Private label has traditionally responded much like the ebb and flow of the tides. Its strengths vary with economic conditions, and it benefits when the economy is in a recession and suffers during periods of economic growth.

Despite improved quality, large price gaps, retailer marketing, European pressures (7 countries with more than 40% private label share) and retailer consolidation, private label share in the United States has barely budged.

However, private label share today in CPG food is nearly identical to what it was in 1980, according to a report published by Cadent Consulting Group, Wilton, Conn.

The study, “Sea Change for Private Label,” outlines Top 7 reasons for influx in private label sales:

  1. Amazon and Whole Foods. The Amazon and Whole Foods combination could yield an incremental 2.0 share points for private label in the CPG food market over the next 10 years. Analysis of traditional CPG manufacturer margins vs. retailer margins supports that manufacturer margins are 2-3 times greater on average. There is a clear opportunity for Amazon to tap into these margins. With the expected addition of Whole Foods, Amazon will leverage this acquisition, in part, as a private Label accelerator. For example, Whole Foods’ 365 brand exudes trust, transparency, cleanliness and simplicity. In combination with Amazon, there is an opportunity for significant private label acceleration. Additionally, Amazon/Whole Foods synergies will drive organic/natural/premium/specialty growth where private label development currently lags.
  2. Millennials. Millennials are often cited as being brand agnostic, but perhaps they just haven’t been educated. If you ask a Millennial about a center store brand, the odds are about even that the individual has never heard of it. Brand marketers have been cutting back on traditional media for years. As a result, Millennials have no real preference between private label or national brands and are far more interested in transparency, clean labels and like-minded values. Millennials will grow to represent the largest percent of purchasing power over the next decade, and they are more receptive to private label products than Baby Boomers. By 2027, there will be 15 million more Millennials than Boomers. Given a 12-point (30%) private label preference, this could yield a 6-point private label share advantage (vs. a 17.7 total share) for Millennials or a 1.5 share point gain across the total population.
  3. Perimeter power. The growth in the perimeter has been dramatic over the past 5 years, in fact, 4 times the rate of center store. Compounding this issue is that perimeter categories are far more private label-oriented. Cadent’s assessment of the Top 20 food categories split between perimeter and center store indicates a 20-point share advantage for private label in perimeter vs. in center store.
  4. 21st Century deep discounter dynamics. According to this report, 90% of private label share resides at Aldi, Batavia, Ill., with Lidl, Arlington, Va., not far behind. These are new 21st century deep discounters in the United States with a holistic commitment to private label.
  5. Retailer reaction–traditional. If you want to differentiate and drive loyalty, you need to have a quality private label offering. Grocery, mass and club could contribute an estimated 1.5 incremental share points to total private label over the next 10 years. Beyond the changing retail dynamics, retailers are now staffed by leading-edge brand managers, with superior customer databases that can target shoppers through digital communications. Comparable store sales are flat, and a strong private label can be a critical differentiator.
  6. New entrants. BRANDLESS, San Francisco, is the newest entry to private label, but there are more to come. With an inventory of targeted categories and items all priced at $3, BRANDLESS is leveraging the intersection of transparency/sustainability/organic/private label/e-commerce.
  7. Private label is a true brand. When a shopper arrives at an intersection, how does one decide? With national brands universally stocked, stagnant growth, lack of innovation and competitive pricing, what is the X factor? Increasingly it is about the store brand, house brand or simply put, private label, which can tier up, tier down, go sideways or simply out-perform and out-innovate with the backing of large, powerhouse retailers. This is the X factor that could be the key differentiating element in the next decade.

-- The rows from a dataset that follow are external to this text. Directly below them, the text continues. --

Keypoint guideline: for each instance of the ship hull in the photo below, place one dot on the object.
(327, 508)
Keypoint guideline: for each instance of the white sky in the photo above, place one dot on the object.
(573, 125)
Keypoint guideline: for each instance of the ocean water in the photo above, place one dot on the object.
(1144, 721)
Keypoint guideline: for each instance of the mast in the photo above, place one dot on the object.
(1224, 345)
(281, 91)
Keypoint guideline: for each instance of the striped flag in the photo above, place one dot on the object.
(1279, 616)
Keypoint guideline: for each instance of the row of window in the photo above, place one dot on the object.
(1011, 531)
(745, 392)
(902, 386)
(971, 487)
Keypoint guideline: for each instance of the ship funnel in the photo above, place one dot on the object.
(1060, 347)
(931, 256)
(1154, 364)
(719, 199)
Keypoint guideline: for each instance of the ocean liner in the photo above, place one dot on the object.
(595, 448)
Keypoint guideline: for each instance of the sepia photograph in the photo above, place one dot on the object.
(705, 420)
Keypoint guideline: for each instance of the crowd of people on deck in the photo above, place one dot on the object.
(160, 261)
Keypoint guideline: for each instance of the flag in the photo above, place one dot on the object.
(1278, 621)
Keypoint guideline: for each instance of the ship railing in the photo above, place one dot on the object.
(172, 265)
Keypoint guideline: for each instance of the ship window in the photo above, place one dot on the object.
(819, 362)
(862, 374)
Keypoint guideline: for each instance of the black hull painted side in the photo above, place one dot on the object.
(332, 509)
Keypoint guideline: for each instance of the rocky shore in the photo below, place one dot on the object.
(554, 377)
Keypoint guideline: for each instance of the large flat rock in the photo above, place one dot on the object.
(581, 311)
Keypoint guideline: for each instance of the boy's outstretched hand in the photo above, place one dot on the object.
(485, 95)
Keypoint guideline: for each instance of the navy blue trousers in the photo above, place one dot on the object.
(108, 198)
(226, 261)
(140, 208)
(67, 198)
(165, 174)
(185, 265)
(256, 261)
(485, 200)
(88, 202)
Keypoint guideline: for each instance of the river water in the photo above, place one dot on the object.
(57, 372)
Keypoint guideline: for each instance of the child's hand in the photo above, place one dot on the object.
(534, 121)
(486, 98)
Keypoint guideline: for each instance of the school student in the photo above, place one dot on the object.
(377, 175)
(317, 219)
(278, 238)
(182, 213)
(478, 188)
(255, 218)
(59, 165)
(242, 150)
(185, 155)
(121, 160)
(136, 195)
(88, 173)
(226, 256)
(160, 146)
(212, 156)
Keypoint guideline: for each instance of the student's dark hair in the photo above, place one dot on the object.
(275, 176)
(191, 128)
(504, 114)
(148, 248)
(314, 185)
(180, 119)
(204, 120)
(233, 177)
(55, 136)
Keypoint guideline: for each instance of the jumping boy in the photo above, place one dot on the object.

Global warming has hit the CPG industry, and private label seas are rising. In fact, private label has reached new heights in a time of relative economic strength. This study displays that private label can represent $64 billion of growth within the next 10 years.

Now is the time to reassess core competencies and target where you can have a true competitive advantage.

  1. Double-down. Realize that you are a consumer marketer, but it’s not just about the brand, it’s about engagement. The relationship that your shoppers have with your brand and the brand experience is what matters. Marketing is what you do and you need to do it best. What’s the best pricing strategy vs. private label? How should you promote? What messages will turn your consumers into brand advocates? What’s the best approach to merchandising and assortment for you and your retail partners?
  2. Bifurcate. In theory, this represents the best of both worlds, but is by far the most perilous. While the benefits of potential synergies of producing both branded and private label offerings could accrue from a manufacturing, distribution and retail marketing perspective, most often this complexity overwhelms an organization. A dual national branded/private label approach should only be selectively employed.
  3. Reinvent. If you’re great at manufacturing and you’re truly a low-cost producer, position yourself as a strategic source. Develop alliances, continue to innovate and recognize the complexity of private label with numerous brands, labels and variations.